Catherine Gordon: Let's spend a minute on interest rates given all that we've been talking about. What do you think are the implications for interest rates around the world, and how do you think bond investors should think about those issues?

Joe Davis: The concern of a rising-rate environment is on some investors' minds, just like this time last year. I think if we look at Federal Reserve policy in the United States, I think if we look at what could happen for U.S. growth and what could happen for U.S. inflation, and, given our comments today, the Federal Reserve has been very clear that they will be on hold keeping the fed funds rate near zero at least through the middle of 2013. I think when we look at those distributions and what could happen to growth and inflation, I think it's fair to say that the risk is that the Federal Reserve may be on hold longer than expected, perhaps even well into 2014. And that pains me, because of what that may mean for short-term interests rates and for those that are savers and money market investors. But I think much more important and which may impact, quite frankly, Federal Reserve policy is what the European Central Bank (ECB) is doing and how successful that may be for Europe's situation.
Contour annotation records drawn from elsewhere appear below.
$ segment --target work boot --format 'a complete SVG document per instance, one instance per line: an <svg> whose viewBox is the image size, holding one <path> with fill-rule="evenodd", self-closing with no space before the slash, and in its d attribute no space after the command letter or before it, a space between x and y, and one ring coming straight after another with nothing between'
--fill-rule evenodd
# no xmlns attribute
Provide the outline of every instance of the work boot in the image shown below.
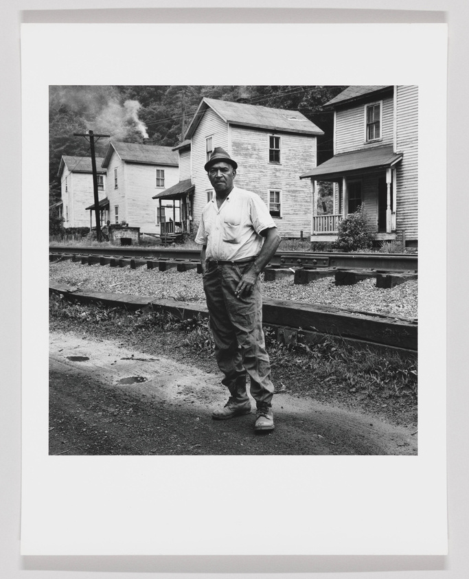
<svg viewBox="0 0 469 579"><path fill-rule="evenodd" d="M251 402L246 396L246 400L239 399L235 396L230 396L228 402L223 408L219 410L214 410L211 413L211 418L216 420L226 420L227 418L233 418L234 416L241 416L243 414L249 414L251 412Z"/></svg>
<svg viewBox="0 0 469 579"><path fill-rule="evenodd" d="M256 432L273 430L273 412L271 406L268 406L266 404L259 405L255 413L256 419L254 430Z"/></svg>

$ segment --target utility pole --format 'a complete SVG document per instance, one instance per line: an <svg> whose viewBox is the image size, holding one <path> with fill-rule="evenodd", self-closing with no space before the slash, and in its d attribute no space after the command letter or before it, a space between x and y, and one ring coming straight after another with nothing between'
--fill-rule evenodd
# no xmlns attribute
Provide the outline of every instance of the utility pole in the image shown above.
<svg viewBox="0 0 469 579"><path fill-rule="evenodd" d="M100 224L100 199L98 196L98 173L96 172L96 157L95 156L95 137L111 137L111 135L95 135L92 130L88 133L73 133L73 137L89 137L89 146L91 150L91 168L93 170L93 192L95 198L95 216L96 218L96 238L101 241L101 225Z"/></svg>
<svg viewBox="0 0 469 579"><path fill-rule="evenodd" d="M184 125L185 124L185 91L183 87L183 100L182 100L182 112L183 112L183 120L181 124L181 140L182 141L183 139L184 138Z"/></svg>

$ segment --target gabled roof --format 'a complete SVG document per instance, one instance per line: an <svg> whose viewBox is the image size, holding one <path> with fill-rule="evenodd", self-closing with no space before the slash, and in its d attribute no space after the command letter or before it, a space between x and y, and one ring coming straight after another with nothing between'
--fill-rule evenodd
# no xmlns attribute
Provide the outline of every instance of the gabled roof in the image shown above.
<svg viewBox="0 0 469 579"><path fill-rule="evenodd" d="M324 106L330 106L331 108L333 108L338 104L345 104L346 102L352 102L354 100L363 99L365 97L372 95L374 93L379 93L382 91L391 89L392 87L392 84L347 87L344 91L342 91L340 94L338 94L337 96L334 97L334 98L328 101Z"/></svg>
<svg viewBox="0 0 469 579"><path fill-rule="evenodd" d="M172 187L169 187L165 189L164 191L160 191L156 195L153 195L152 199L177 199L183 195L187 193L192 193L195 188L195 185L192 185L190 179L184 179L173 185Z"/></svg>
<svg viewBox="0 0 469 579"><path fill-rule="evenodd" d="M176 167L178 166L179 163L177 152L172 150L171 147L111 141L102 162L104 168L108 166L113 151L117 153L122 161L128 163L144 163L146 165L170 165Z"/></svg>
<svg viewBox="0 0 469 579"><path fill-rule="evenodd" d="M175 147L173 147L171 150L173 151L181 151L183 149L190 149L191 148L191 141L190 139L186 139L185 141L183 141L182 143L179 143L179 145L176 145Z"/></svg>
<svg viewBox="0 0 469 579"><path fill-rule="evenodd" d="M392 147L376 147L343 152L318 165L312 171L301 175L300 179L313 178L317 181L327 181L360 171L385 169L396 165L402 157L402 153L394 152Z"/></svg>
<svg viewBox="0 0 469 579"><path fill-rule="evenodd" d="M194 135L204 113L209 108L216 113L225 122L230 124L304 135L324 134L324 131L298 111L286 111L283 109L261 106L259 104L247 104L246 103L230 102L227 100L217 100L214 98L203 98L187 128L185 133L186 139L190 139Z"/></svg>
<svg viewBox="0 0 469 579"><path fill-rule="evenodd" d="M101 164L103 161L102 157L96 157L96 172L101 174L106 174L104 169L101 168ZM62 155L60 159L60 164L58 167L57 174L60 177L62 174L64 167L67 166L67 170L71 173L92 173L93 167L91 166L91 157L70 157L69 155Z"/></svg>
Peter Westaway: Certainly the ECB is a key player in the global economy at the moment. And, of course, there's a debate in Europe about interest rates, how long interest rates are kept low. The ECB has just reversed its previous increases, brought them back down to 1%. They could go even further than that. The Bank of England is indulging in more quantitative easing. But in many ways, the explicit policy stance is a bit of a sideshow. The most important thing at the moment for the ECB is what they do about the sovereign [debt] crisis and the question that so many people are asking is: Are the ECB [officials] going to step in more aggressively to try to bring down sovereign yields? And that in the end is one of the key factors that's going to help bring the crisis to some sort of resolution.

At the moment, the ECB is still waiting to see more evidence of better fiscal policy and more structural reform in the periphery and as we're seeing that, I think it's going to be more likely that the ECB steps in more aggressively. And in the end, [the ECB is] a key player in helping to bring some sort of resolution to this crisis. But it's not quite yet happened.

Catherine Gordon: I'm sure our investors appreciate those insights. Peter and Joe, thank you both very much for your time today.

Joe Davis and Peter Westaway: Thank you very much.

Catherine Gordon: And thanks to all of you for joining us today. We hope that you'll join us again for Vanguard's analysis of economic trends.